Let's take the hypothetical a few steps further
Indeed. Let's imagine what's happening to the minds and bodies of the little ones put in care, where the caregivers are negligent or abusive, and definitely inconsistent.
Add a year or three later, an adoption where the APs resemble what's found in our collected archives.
How's that looking for the not-so-healthy adult adoptee who experienced chronic toxic stress, for years, if not decades.
Now here's the funny twist, as I myself am known at the Dr's office for my severe chronic back pains, headaches, and high blood pressure, at the ripe age of 43. Most Dr's will assume the stress and poor health I exhibit comes from family history, which relies on biology, not the nut-house I was razed in.
Such realities always made me laugh. You see, all my life it would go like this: when I exhibit great talent, wellness and strength, it must comes from my (inconsistent, chaotic, demanding crazy psycho APs), but when I exhibit poor health, weakness and addictions of any kind, well, that's simply bad-biology kicking-in.

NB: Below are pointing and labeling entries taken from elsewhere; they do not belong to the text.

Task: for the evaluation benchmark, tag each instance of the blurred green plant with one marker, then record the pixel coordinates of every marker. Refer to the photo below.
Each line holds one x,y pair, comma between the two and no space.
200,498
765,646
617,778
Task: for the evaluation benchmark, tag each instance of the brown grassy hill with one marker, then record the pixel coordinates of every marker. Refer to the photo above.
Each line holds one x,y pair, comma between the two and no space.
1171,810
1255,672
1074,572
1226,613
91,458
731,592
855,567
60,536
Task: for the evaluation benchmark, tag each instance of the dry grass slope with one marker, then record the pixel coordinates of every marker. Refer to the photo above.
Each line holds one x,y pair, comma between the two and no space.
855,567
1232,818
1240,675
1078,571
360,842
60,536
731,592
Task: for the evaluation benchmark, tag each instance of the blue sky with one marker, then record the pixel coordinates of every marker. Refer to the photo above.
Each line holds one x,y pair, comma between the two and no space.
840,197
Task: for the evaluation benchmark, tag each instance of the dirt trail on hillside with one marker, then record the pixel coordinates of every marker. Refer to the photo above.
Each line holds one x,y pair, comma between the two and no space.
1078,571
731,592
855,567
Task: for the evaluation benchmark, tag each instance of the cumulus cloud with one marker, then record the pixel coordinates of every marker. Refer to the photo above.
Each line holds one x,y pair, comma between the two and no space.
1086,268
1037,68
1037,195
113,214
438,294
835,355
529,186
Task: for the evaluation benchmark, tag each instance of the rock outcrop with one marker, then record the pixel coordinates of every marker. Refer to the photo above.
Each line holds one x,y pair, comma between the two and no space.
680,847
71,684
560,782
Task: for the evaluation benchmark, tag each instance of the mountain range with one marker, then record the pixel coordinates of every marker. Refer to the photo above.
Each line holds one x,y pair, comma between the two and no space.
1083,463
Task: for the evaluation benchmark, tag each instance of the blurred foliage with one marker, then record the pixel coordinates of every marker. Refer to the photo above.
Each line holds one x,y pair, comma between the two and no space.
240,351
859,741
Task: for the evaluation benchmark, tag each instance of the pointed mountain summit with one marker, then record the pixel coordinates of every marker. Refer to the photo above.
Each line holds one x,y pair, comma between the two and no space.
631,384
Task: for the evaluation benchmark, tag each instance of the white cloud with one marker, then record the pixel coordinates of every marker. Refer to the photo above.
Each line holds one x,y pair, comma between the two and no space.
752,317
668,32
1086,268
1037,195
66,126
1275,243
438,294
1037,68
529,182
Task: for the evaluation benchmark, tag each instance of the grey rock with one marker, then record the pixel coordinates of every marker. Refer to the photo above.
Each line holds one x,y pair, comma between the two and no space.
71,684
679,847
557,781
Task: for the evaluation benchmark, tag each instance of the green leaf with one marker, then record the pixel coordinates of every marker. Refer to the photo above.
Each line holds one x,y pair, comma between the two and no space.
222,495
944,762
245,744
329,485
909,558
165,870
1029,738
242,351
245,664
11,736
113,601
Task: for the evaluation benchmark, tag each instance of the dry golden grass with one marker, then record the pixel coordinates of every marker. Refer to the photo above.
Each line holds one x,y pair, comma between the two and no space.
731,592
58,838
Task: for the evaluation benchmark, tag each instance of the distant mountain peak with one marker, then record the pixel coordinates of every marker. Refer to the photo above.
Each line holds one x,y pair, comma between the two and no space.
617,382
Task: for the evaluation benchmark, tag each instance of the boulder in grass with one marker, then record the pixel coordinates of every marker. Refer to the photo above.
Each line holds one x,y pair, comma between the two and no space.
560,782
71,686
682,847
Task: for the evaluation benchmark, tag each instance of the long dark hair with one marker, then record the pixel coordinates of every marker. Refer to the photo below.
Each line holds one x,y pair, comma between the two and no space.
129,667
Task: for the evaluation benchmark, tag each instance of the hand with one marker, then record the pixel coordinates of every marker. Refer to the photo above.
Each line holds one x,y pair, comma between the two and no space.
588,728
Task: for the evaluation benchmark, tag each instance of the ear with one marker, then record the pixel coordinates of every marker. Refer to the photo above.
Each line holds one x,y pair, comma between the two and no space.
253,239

<exasperated head-throbbing sigh>
bad genes
I had a somewhat similar experience. My a-mother considered herself to be the best, if not the only good parent in the entire universe. Any perceived bad trait in me was always the cause of faulty genes (though my a-mother wouldn't use that word for lack of knowing what genes are), and all good trait were alway the cause of her fantastic nurturing capabilities.
My childhood was a stressful time. I was never good enough and whenever something went wrong, an enormous scene was made out of it. Of course it was somehow always my fault, or those of my faulty genes.